It has been long thought that CS is a suberin-based structure (7–10). But a recent study using genetic and pharmacological interferences of lignin and suberin production indicates that the functional CS is made of a lignin polymer (10). The formation of CS starts in around 12th endodermal cells after the onset of cell longitudinal expansion in Arabidopsis roots (11). Recently, a series of breakthrough was made which greatly enhanced our understanding of the molecular components behind CS formation in plants (12–23). CASPs (Casparian strip membrane domain proteins), a family of transmembrane proteins, were discovered to be indispensable for the localized deposition of CS (12). CASP1 localizes specifically to the central zone of endodermal cells, preceding the formation of functional CS (12). Therefore, CASPs were proposed to form a transmembrane scaffold that can assembly lignin biosynthetic machinery, consisting of Respiratory Burst Oxidase Homolog F (RBOHF), Peroxidase 64, Enhanced Suberin 1 (ESB1), and possibly a few other uncharacterized factors (13). The restricted action of these factors in CS membrane domain relies on the CASPs localization, which requires the combinatorial function of the receptor-like cytoplasmic kinase SGN1 and SGN3 (18, 19).
The initial specification of endodermal cells in meristem is under the control of the SHR and the SCARECROW (SCR) transcription factors (24, 25).
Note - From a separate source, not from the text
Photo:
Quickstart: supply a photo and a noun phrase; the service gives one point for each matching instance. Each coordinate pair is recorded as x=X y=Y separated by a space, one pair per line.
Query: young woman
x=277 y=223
Lack of SHR leads to the entire loss of endodermal layer and results in a single ground tissue layer with cortex cell identity (24). SCR, a SHR direct target, was proposed to regulate the transition from proliferation to differentiation in the endodermis by activating MYB36 expression (17). Interestingly, MYB36 loss-of-function mutant exhibits delayed formation of functional CS in the root (16). Genome-wide transcriptome analysis showed that a set of genes regulating CS formation, including CASP genes, ESB-like genes, and PER64 were all downregulated in myb36-1 (16).
However, our understanding of SHR pathway and its roles have been mostly restricted to the CEID and its derivative endodermis in the meristem (26, 27). The activation of MYB36 by SHR/SCR was mostly based on the expression analysis in the mutant backgrounds (17). Thus it is possible that SHR solely functions to specify the endodermis in the meristem. Recent studies suggested there might exist spatial restriction of SHR ability to induce endodermal differentiation (28–31). Expressed under the AtSHR promoter in the stele, SHR rice homologues moved beyond endodermal cell layer. Although extra ground tissue layers were observed, CS-containing endodermis was only detected in the cell layer directly contacting the stele (31, 32). Thus, the lack of spatiotemporal resolution of SHR function prevents us from understanding what exact roles SHR plays in the endodermal maturation.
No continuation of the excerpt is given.